Was erwartet uns im Jubiläumsprogramm „Big Fat Ten“?

Gauthier: Es sind fünf Uraufführungen, von Alejandro Cerrudo, Itzik Galili, Johan Inger und Andonis Foniadakis. Mein „Ballet 102“ ist auch neu - ich hatte das schon für Moskau gemacht, aber ich habe eine neue Version choreografiert.

Sie sind ständig unterwegs und in unendlich vielen Projekten engagiert - woher holen Sie persönlich Ihre unendliche Energie?

Gauthier: Das ist einfach ziemlich gut geplant. Es heißt immer „Gauthier sagt ja zu allen“ - nein Leute, ich habe drei Sachen heute morgen abgesagt! Vor allem soziale Projekte würde ich sehr gerne machen, aber ich kann einfach nicht alles annehmen! Ich will ein guter Papa sein, das ist ganz wichtig. Wenn die anderen Ballettchefs so erzählen . . . nachts nach einer Gala, wir hatten viel getrunken und saßen da, da hat einer mich beseite genommen und hat gesagt: „Eric, ich sag dir ehrlich: Pass auf deine Familie auf. Ich habe meine Familie verloren durch meine Kunst.“ Das hat mich so beschäftigt. Und ich denke oft an meine Frau, wie schwer sie es hat. Als Direktor - wenn man das nicht gemacht hat, ahnt man nicht, was da eigentlich drinsteckt. Es frisst dein Leben auf.
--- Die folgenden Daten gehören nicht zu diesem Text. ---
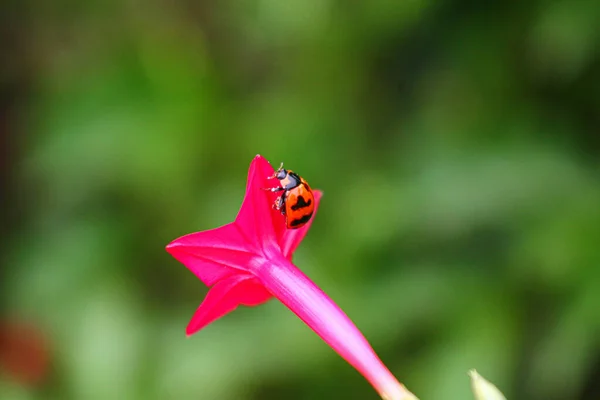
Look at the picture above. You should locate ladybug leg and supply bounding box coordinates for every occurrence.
[273,195,285,214]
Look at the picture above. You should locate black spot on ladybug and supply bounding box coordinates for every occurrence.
[290,213,312,226]
[290,196,312,211]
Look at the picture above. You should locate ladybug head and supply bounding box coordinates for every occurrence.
[272,163,287,180]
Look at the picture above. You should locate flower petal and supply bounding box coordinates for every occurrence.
[167,223,256,286]
[186,274,272,336]
[279,190,323,261]
[235,155,285,250]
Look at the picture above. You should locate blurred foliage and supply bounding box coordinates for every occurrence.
[0,0,600,400]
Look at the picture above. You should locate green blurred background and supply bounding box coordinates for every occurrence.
[0,0,600,400]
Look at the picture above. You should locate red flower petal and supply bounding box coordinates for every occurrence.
[167,224,256,286]
[186,274,272,336]
[279,190,323,261]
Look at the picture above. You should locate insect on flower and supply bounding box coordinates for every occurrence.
[263,163,315,229]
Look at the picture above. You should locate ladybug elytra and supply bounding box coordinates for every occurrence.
[265,163,315,229]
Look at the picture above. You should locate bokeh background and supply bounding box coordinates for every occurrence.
[0,0,600,400]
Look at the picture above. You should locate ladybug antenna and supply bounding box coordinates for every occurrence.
[267,162,283,179]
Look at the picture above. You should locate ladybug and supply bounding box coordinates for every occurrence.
[265,163,315,229]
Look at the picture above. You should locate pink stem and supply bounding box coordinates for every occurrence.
[257,255,416,400]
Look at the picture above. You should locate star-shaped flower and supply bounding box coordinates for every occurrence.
[167,155,416,400]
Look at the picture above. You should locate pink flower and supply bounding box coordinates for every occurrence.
[167,155,416,400]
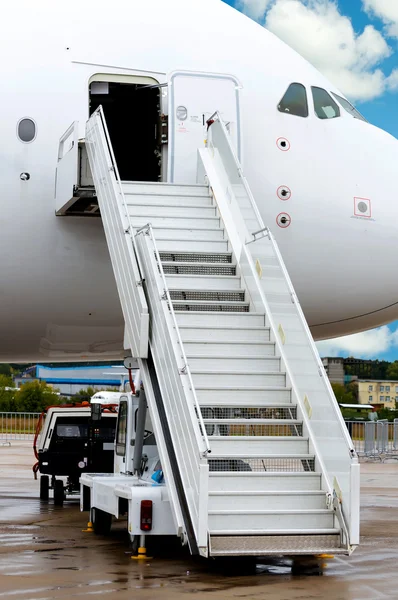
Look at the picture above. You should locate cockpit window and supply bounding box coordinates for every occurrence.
[332,92,367,123]
[311,87,340,119]
[278,83,308,117]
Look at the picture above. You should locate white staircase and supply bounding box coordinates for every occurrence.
[87,106,358,556]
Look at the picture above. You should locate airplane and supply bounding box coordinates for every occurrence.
[0,0,398,362]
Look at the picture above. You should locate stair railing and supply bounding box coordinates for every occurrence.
[86,106,149,358]
[198,112,359,545]
[136,224,211,556]
[136,223,211,457]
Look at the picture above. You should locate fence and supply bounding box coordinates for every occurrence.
[347,419,398,461]
[0,412,40,445]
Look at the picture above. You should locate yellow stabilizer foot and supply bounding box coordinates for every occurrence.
[131,548,153,560]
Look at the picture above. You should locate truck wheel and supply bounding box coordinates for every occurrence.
[54,479,65,506]
[92,508,112,535]
[40,475,50,502]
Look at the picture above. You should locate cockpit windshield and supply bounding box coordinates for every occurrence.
[311,87,340,119]
[332,92,368,123]
[278,83,308,117]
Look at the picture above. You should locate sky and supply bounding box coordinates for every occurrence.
[224,0,398,361]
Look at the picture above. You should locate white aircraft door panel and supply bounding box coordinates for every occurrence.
[168,71,241,183]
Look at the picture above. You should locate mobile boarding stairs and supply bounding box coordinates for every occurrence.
[81,108,359,556]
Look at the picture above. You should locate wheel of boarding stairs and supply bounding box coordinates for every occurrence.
[40,475,50,502]
[54,479,65,506]
[92,508,112,535]
[83,485,91,511]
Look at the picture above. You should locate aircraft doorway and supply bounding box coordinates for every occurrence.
[89,78,161,181]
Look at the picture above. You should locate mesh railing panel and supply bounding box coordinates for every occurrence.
[159,252,232,263]
[205,420,303,437]
[209,457,315,473]
[173,301,249,312]
[170,290,245,302]
[201,406,297,419]
[163,264,236,275]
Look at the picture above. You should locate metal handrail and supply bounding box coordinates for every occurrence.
[207,111,355,458]
[135,223,211,456]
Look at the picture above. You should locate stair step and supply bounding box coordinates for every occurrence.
[124,197,214,206]
[176,311,265,326]
[166,274,239,290]
[179,325,270,343]
[201,402,299,425]
[208,458,315,473]
[209,490,327,511]
[209,471,322,492]
[183,342,275,359]
[159,251,232,265]
[131,213,219,232]
[137,226,226,243]
[156,236,228,254]
[122,181,210,197]
[209,435,308,460]
[190,356,280,373]
[129,201,217,219]
[187,356,280,373]
[170,287,244,306]
[173,300,250,312]
[209,509,335,535]
[162,261,236,276]
[195,386,291,407]
[190,372,286,390]
[210,529,348,557]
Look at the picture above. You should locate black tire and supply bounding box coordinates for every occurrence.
[92,508,112,535]
[40,475,50,502]
[54,479,65,506]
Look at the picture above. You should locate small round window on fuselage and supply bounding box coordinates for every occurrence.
[17,118,36,144]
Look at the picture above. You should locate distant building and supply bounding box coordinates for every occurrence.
[322,357,345,385]
[15,365,132,396]
[357,379,398,409]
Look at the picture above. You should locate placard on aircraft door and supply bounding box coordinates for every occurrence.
[168,71,241,183]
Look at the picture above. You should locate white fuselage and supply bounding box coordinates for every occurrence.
[0,0,398,362]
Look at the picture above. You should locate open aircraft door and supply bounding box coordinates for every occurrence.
[168,71,241,183]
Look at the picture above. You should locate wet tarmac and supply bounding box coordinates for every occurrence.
[0,441,398,600]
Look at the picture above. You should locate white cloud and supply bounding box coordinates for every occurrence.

Die Fragen an Eric Gauthier stellte Angela Reinhardt.

Zur Person

Eric Gauthier wurde 1977 in Montreal geboren. 1996 kam er zum Stuttgarter Ballett und wurde zu einem Publikumsliebling. 2007 gründete er im Stuttgarter Theaterhaus mit sechs Tänzern seine Kompanie Gauthier Dance, er selbst tanzte zum Auftakt mit Egon Madsen in „Don Q.“, 2011 erhielt Gauthier den deutschen Tanzpreis Zukunft. 2015 fand im Sommer Gauthiers erstes internationales Colours Dance Festival im Theaterhaus statt und 2017 feiert Gauthier Dance mit inzwischen 16 Tänzern sein zehnjähriges Bestehen.

Der Abend „Big Fat Ten“ hat am 1. März Premiere, weitere Termine: 2. bis 5. März und 10. bis 14. Mai.